How much better would we be together if we stopped trying to earn love and acceptance and started manufacturing it?

With apologies to another philosopher, that’s what I want to imagine, not no religion, but no need to earn love.

I don’t want to imagine a world without pain or loss or fear–that’s not achievable. I want to imagine a world where we are God to each other. Not in a horrible, Old Testament, angry, judgmental way. But in the way that Jesus cared for the people he encountered.

I want to imagine a world where we’re free to wipe each other’s tears, to touch and hug each other, to just sit in a room with each other when it’s the best thing to do. Free or pretense and posturing.
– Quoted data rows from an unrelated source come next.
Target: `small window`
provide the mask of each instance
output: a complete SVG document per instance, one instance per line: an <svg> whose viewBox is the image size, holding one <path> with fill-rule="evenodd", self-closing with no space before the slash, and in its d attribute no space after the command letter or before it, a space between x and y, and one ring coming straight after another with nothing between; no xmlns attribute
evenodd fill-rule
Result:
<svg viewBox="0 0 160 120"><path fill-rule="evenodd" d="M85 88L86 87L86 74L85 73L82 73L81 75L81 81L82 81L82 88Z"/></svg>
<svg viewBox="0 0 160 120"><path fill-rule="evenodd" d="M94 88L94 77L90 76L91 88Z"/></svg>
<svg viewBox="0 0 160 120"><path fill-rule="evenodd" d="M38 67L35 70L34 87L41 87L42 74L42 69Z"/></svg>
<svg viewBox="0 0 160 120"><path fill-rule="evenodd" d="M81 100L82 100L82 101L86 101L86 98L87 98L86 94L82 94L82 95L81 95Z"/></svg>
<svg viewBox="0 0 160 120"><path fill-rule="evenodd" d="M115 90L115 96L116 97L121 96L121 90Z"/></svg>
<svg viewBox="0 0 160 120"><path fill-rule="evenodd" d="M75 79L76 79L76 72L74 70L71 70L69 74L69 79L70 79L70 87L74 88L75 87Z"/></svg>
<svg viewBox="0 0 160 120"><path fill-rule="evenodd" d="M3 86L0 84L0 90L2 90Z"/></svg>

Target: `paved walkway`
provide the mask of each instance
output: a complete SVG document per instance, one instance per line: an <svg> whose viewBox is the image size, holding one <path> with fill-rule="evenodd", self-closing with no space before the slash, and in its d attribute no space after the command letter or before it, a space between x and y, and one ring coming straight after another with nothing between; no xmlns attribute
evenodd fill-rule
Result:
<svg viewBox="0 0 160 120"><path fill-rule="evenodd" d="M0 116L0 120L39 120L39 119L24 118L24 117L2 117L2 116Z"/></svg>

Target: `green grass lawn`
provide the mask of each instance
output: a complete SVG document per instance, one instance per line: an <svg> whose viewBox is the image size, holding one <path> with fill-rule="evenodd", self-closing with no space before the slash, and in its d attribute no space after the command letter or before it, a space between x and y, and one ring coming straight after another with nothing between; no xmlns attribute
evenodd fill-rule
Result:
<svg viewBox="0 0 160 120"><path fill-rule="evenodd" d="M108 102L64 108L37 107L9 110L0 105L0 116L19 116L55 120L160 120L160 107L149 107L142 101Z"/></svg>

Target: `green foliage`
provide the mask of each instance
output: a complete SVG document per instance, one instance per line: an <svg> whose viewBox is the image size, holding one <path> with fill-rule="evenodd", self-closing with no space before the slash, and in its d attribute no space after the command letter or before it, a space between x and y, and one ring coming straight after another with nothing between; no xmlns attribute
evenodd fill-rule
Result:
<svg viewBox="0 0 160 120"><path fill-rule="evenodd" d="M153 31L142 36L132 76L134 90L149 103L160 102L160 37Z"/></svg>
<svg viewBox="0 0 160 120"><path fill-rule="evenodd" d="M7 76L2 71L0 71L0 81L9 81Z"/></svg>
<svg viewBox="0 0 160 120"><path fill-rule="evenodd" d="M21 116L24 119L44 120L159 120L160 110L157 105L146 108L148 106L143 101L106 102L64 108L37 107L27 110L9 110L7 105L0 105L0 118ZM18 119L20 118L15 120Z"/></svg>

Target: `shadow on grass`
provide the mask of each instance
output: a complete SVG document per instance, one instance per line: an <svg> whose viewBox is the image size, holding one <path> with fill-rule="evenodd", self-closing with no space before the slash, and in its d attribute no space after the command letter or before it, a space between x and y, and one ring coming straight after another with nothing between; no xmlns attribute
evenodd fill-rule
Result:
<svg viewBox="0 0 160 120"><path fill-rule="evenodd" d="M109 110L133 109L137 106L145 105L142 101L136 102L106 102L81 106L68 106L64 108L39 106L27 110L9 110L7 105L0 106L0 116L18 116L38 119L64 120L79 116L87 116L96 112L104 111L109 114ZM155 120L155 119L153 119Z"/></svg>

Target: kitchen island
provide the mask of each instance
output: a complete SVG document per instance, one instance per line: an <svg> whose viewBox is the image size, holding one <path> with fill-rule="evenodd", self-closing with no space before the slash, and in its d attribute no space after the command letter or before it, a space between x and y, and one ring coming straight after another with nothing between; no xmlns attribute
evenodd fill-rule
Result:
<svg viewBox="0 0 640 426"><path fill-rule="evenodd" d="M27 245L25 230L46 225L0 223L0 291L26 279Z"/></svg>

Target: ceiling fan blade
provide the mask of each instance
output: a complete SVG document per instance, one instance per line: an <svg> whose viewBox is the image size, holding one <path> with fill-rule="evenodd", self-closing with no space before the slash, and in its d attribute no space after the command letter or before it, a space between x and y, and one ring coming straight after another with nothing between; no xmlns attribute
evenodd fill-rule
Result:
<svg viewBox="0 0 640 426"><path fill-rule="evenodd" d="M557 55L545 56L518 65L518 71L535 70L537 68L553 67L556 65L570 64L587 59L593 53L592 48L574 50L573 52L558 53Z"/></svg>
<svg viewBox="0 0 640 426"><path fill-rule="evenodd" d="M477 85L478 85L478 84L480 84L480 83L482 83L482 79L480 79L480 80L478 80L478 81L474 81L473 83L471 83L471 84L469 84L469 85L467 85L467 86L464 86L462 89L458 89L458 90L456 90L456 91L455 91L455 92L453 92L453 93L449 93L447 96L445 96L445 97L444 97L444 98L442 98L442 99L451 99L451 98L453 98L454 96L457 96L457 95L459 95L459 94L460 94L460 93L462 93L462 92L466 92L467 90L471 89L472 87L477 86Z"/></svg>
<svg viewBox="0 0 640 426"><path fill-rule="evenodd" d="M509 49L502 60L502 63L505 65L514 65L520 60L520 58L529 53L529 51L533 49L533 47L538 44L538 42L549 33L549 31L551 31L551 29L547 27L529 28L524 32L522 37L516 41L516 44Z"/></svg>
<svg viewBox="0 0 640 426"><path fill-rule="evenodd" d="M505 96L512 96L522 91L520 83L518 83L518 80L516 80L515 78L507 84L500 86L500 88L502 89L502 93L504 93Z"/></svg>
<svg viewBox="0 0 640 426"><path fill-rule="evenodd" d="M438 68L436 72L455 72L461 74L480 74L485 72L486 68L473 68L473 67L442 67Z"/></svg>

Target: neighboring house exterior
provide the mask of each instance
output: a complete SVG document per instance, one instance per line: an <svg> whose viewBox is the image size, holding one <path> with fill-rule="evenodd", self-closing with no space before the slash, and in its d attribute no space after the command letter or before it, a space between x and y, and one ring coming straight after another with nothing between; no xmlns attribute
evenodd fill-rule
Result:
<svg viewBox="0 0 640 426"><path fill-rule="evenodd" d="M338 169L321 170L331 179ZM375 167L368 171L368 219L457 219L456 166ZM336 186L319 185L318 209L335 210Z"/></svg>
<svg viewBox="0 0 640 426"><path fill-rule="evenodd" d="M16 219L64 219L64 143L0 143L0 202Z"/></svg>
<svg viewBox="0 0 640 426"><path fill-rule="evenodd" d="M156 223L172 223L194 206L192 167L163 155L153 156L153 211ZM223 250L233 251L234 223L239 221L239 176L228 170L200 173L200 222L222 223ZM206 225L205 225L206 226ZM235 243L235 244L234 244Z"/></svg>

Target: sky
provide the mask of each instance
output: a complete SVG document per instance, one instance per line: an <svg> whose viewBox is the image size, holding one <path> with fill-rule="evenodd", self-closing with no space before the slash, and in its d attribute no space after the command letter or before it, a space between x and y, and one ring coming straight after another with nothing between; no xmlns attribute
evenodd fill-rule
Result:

There’s <JohnFacendaVoice>a time for achievement, a time for purpose, a time for glory</JohnFacendaVoice>.

And then there’s a time for what’s important.

 

On Christian Hypocrisy

A guy I worked with in Phoenix came to work one Monday morning horribly sore. He’d spent the weekend with a pick axe, breaking up the soil in the back yard. Because I’d spent exactly a nanosecond in the desert southwest, I didn’t understand. When the soil is baked over thousands of hot Arizona summers, you don’t just run out back with the roto-tiller the way you do back east.

Since I had that conversation, my heart has gone from desert-hard to back-east pliable. Time and experience have pick-axed me to the point where something can grow there.

Still, when our message at church was “Why are there so many hypocrites in the church?”, my first thought was the guy in the mirror.

To be honest, I’ve been forgiven a lot and my heart isn’t the arid piece of baked rock it used to be. I try, with varying degrees of success, to look beyond the surface and accept people as children of God–and when I miss badly enough, I’m humble enough to hear the whisper that says “You know that’s my child, too.”

Put a different way, I don’t think I’m what society thinks of when they consider the concept of Christian hypocrisy.

I’ve been forgiven a lot of things. I know how blessed I am just to do things like get in the car and go to the store and buy food to eat. I haven’t always been able to do that. I know that when I damn other people I’m damning myself first.

My hypocrisy is far more subtle, and maybe more damaging. I’ve been through some things now. I was out of work for almost two years. Last year, during the hardest project I’ve ever worked on, I was beset with something that sapped my strength and brain-power. Then, when I couldn’t take it any more, I went on partial disability–and was promptly denied my insurance claim. While this happened, the system we implemented and I supported blew up with all the splendor of the July 4 finale (if it included a couple nuclear warheads).

All that and more happened, and here I am.

You’d think that if anyone would get the concept that God is looking out for me, I’d be the guy.

I’m not. I’m too small and too selfish and too worried about what might happen. To be clear, I was out of work for two years and looking at being unable to work for the rest of my life maybe. And here I am.

My hypocrisy is soft and small and it leads me to do things that aren’t as noteworthy as angrily condemning them, whoever they happen to be.

My hypocrisy is the kind that makes difficult days just a little harder. It makes you want that therapeutic glass of wine just a little more. It’s borne of fear, not hate.

More to the point, I know better.

So I’m sorry for my hypocrisy. I’m sorry for being small while you were hurting. I’m sorry for being self-absorbed when you were afraid or tired. I’m sorry for missing the mountain of crap in your life because I couldn’t see past my own mountain.

God, as written in the Bible, is pretty clear about a lot of things. He tells us not to worry, specifically about what we’ll eat or drink or wear. He tells us this because he’s set us down here to be Him to each other. And it’s really, really hard to mimic perfect love when you’re worried about what you’re going to lose.

For me, that’s the really toxic Christian hypocrisy.

It’s not attractive to other people to believe in a God whose followers claim is mighty, but don’t really believe it.

And my faith, such as it is, has been an enormous help to me. It’s changed the ground of my heart. The pity is, my own insecurities mask those changes.